Varios hoteles como el Mandalay Bay, el MGM Grand y el Tropicana cerraron sus puertas para proteger a los clientes y no permitieron el acceso durante varias horas después del suceso. Algunos de los asistentes al concierto, muchos con botas de cowboy y algunos de ellos heridos muy leves, buscaron cobijo en el cercano Thomas & Marck Center.

Era la última noche del Festival de Música country ‘Route 91’ cuando se escucharon los disparos hacia las 22h en Las Vegas. Parecía que los disparos provenían de un piso en la parte superior del hotel.

Jon Bessette relataba a la cadena de televisión NBC que la banda de Jason Aldean estaban en el escenario cuando todo se convirtió en un caos.
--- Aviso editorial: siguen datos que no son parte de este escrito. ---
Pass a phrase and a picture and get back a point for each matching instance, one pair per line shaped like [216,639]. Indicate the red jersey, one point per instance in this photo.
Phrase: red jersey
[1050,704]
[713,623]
Hay quienes creyeron que eran fuegos artificiales pero pronto se dieron cuenta de lo que ocurría realmente. “La gente empezó a correr de un lado a otro sin saber hacia dónde dirigirse”, ha contado este testigo.

Fuentes del Hospital Médico Universitario de Las Vegas informaron a ABC News que habían sido ingresados decenas de personas con heridas de bala, varias en condición crítica, pero no quisieron dar más detalles sobre su condición ni sobre su identidad. El número de víctimas mortales fue aumentando a velocidad vertiginosa a lo largo de las horas.

Mike Cronk, de 48 años, profesor jubilado, estaba escuchando la música cuando detectó unos sonidos secos como si fueran fuegos artificiales, según ha contado a ABC News. “Hubo mucho caos. Hasta que no supimos que pasaba hubo desconcierto. Luego vi cómo caía gente y nos tiramos al suelo. Uno de mis amigos resultó herido en el cuello, tres heridas, logramos llevarle a una ambulancia”, ha relatado, aún presa del pánico. Otros testigos hablaban de cómo el autor recargó su arma varias veces.

Hubo mucho caos. Luego vi que caía gente y nos tiramos al suelo. Un amigo tenía tres heridas en el cuello”, dice Mike

A vista de pájaro ha contemplado la escena Jake Freeman, quien se encaramó a un tejado cercano al hotel desde donde se realizaron los disparos. “La gente huía despavorida”, ha comentado. “Muchos yacían en el suelo”, añadía Freeman, que reconocía que tardó en darse cuenta de que eran disparos.

El gobernador de Nevada, Brian Sandoval, envió su pésame a las familias de las víctimas mortales a través de su cuenta de Twitter. “Un acto de violencia trágico y deplorable ha golpeado a la familia de Nevada. Nuestras oraciones están con las víctimas por este acto de cobardía”, ha dicho.

Ivette Saldana y Jason Aldean se vieron sorprendidos por el ataque a la mitad de su actuación. Salieron a todo correr del escenario. Ivette buscó refugio en una alcantarilla, según contó al diario Las Vegas Review-Journal. “Era un espectáculo terrible. Todo el mundo se echó al suelo contaba. La mayoría buscaba ponerse a salvo en el casino cercano. “Ha sido una pesadilla. Ruego para que todo el mundo esté a salvo” eran los mensajes más repetidos en las redes de los asistentes y de los cantantes del festival.

Unos 3,5 millones de personas visitan cada año desde todas las partes del mundo esta zona de hoteles, casinos y lugares de diversión, donde se vive la noche como en pocos lugares del planeta. Justo el momento elegido por el atacante para sembrar la muerte entre quienes cantaban a la vida.